In this example, trophic links are derived from the static Ecopath diet composition matrix, where diet_composition_threshold controls the minimum diet proportion retained in the candidate SEM structure.

# Load diet composition data
data_diet_composition <- load_diet_composition(
  file.path(ewe_nwatlantic_path , "diet_composition.csv")
)

data <- tibble::tibble(
  data_om = list(data_om),
  data_diet_composition = list(data_diet_composition)
)

sem <- create_dsem_inputs(
  data = data,
  focal_functional_group = "menhaden 0",
  diet_composition_threshold = 0.05
)

sem[["sem_tibble"]][[1]] |>
  scroll_table()
driver target lag type param_name
zooplankton menhaden_0 0 bottom_up zooplankton_menhaden_0
phytoplankton menhaden_0 0 bottom_up phytoplankton_menhaden_0
detritus menhaden_0 0 bottom_up detritus_menhaden_0
striped_bass_2_5 menhaden_0 0 top_down striped_bass_2_5_menhaden_0
striped_bass_6_plus menhaden_0 0 top_down striped_bass_6_plus_menhaden_0

sem[["sem_lines"]]
#> [1] "zooplankton -> menhaden_0, 0, zooplankton_menhaden_0\nphytoplankton -> menhaden_0, 0, phytoplankton_menhaden_0\ndetritus -> menhaden_0, 0, detritus_menhaden_0\nstriped_bass_2_5 -> menhaden_0, 0, striped_bass_2_5_menhaden_0\nstriped_bass_6_plus -> menhaden_0, 0, striped_bass_6_plus_menhaden_0"

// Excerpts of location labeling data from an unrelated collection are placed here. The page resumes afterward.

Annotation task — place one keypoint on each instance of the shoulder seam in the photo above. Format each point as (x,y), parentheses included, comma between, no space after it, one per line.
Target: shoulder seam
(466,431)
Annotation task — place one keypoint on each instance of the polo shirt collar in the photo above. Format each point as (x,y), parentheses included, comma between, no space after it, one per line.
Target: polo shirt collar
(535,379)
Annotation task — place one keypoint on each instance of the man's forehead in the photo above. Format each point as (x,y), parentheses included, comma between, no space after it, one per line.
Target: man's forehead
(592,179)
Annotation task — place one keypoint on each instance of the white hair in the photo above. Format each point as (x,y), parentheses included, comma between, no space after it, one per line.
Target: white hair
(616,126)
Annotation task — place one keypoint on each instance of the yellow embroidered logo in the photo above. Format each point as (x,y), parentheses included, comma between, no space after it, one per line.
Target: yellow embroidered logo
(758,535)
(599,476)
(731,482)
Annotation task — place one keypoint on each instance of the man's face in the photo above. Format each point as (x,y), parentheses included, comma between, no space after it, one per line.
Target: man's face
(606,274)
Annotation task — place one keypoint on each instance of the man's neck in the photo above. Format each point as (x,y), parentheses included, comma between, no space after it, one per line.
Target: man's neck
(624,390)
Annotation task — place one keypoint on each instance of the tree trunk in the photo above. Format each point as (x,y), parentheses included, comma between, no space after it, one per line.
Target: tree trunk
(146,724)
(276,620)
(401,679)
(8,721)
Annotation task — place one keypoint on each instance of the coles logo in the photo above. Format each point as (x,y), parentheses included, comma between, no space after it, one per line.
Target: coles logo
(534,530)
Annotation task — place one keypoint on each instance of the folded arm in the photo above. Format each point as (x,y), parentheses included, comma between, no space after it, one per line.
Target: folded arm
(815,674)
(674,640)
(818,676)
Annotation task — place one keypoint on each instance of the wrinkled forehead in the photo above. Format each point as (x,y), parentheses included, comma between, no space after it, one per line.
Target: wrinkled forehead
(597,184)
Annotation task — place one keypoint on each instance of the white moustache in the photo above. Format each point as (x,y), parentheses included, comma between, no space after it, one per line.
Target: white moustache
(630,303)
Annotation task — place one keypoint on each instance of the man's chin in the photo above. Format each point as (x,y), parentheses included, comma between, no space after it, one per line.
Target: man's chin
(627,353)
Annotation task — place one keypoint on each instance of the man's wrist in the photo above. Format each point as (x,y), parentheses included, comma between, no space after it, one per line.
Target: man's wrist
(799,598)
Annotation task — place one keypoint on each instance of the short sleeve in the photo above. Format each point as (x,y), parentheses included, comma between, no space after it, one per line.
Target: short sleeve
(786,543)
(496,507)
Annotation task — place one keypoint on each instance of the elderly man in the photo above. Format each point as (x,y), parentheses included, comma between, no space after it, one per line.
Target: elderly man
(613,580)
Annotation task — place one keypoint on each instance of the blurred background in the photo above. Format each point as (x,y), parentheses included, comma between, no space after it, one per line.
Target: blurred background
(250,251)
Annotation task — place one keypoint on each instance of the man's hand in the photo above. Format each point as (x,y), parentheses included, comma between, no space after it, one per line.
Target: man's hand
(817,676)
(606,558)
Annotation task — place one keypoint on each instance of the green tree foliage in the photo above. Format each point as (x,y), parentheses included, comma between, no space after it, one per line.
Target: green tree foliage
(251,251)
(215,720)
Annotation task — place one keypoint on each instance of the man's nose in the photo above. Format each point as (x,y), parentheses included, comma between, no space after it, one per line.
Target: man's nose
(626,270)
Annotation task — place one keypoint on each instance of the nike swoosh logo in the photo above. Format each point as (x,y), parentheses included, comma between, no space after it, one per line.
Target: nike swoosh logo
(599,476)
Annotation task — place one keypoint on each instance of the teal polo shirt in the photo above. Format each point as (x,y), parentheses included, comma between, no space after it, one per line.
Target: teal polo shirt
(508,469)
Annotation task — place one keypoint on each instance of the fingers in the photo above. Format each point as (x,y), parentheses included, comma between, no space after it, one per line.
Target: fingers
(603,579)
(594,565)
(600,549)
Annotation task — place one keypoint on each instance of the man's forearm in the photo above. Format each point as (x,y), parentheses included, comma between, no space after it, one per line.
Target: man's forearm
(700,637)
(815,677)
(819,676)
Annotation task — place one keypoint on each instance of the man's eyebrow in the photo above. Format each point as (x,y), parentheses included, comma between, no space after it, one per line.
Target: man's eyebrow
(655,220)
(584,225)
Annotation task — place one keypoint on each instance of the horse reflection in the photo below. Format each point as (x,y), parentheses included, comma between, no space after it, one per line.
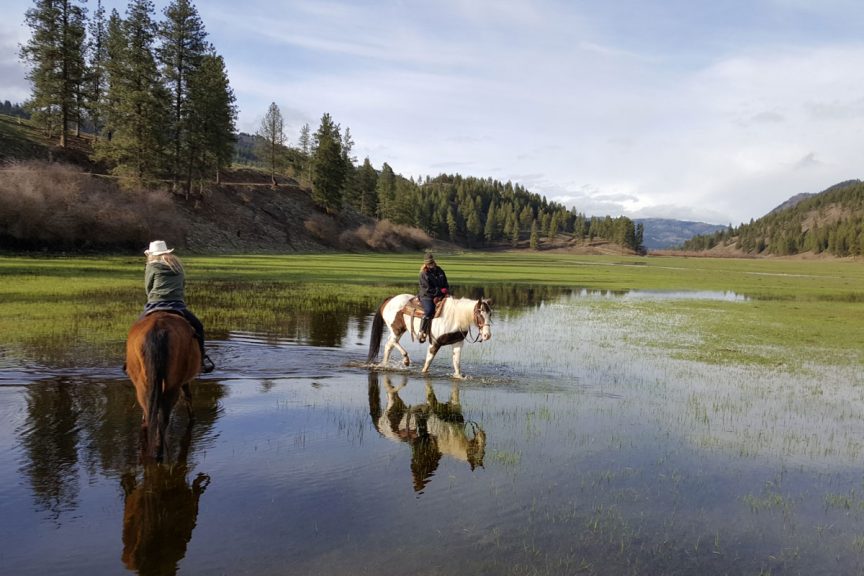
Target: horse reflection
(159,515)
(431,430)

# Fit Dynamic Structural Equation Model (DSEM)
fit_dsem <- dsem::dsem(
  sem = sem[["sem_lines"]],
  tsdata = sem[["data_time_series_sem"]][[1]],
  control = dsem::dsem_control(quiet = TRUE)
)
#> Warning in dsem::dsem(sem = sem[["sem_lines"]], tsdata =
#> sem[["data_time_series_sem"]][[1]], : The ratio of maximum and minimum Hessian
#> eigenvalues is high. Some parameters might not be identifiable.

# Display model summary
fit_dsem |>
  summary() |>
  dplyr::select(path, Estimate, Std_Error, p_value) |>
  knitr::kable(digits = 3)
path Estimate Std_Error p_value
zooplankton -> menhaden_0 -1.478 0.038 0
phytoplankton -> menhaden_0 -2.993 0.261 0
detritus -> menhaden_0 -5.461 0.201 0
striped_bass_2_5 -> menhaden_0 -1.353 0.080 0
striped_bass_6_plus -> menhaden_0 0.944 0.044 0
year <-> year 9.534 0.339 0
month <-> month 3.456 0.123 0
zooplankton <-> zooplankton -0.173 0.006 0
phytoplankton <-> phytoplankton -0.026 0.001 0
detritus <-> detritus 0.009 0.000 0
striped_bass_2_5 <-> striped_bass_2_5 -0.026 0.001 0
striped_bass_6_plus <-> striped_bass_6_plus 0.035 0.001 0
menhaden_0 <-> menhaden_0 0.006 0.000 0

Next steps

Future development of {ecosystemom} will focus on expanding helper functions for initializing and configuring FIMS models directly from ecosystem operating model outputs, and better diagnosing structural matches and mismatches between modeling frameworks. Additional planned extensions include support for a broader suite of ecosystem operating models beyond Ecosim, such as Ecospace, individual-based implementations of Ecospace, and Atlantis, enabling more flexible and general ecosystem-to-assessment simulation workflows across modeling platforms.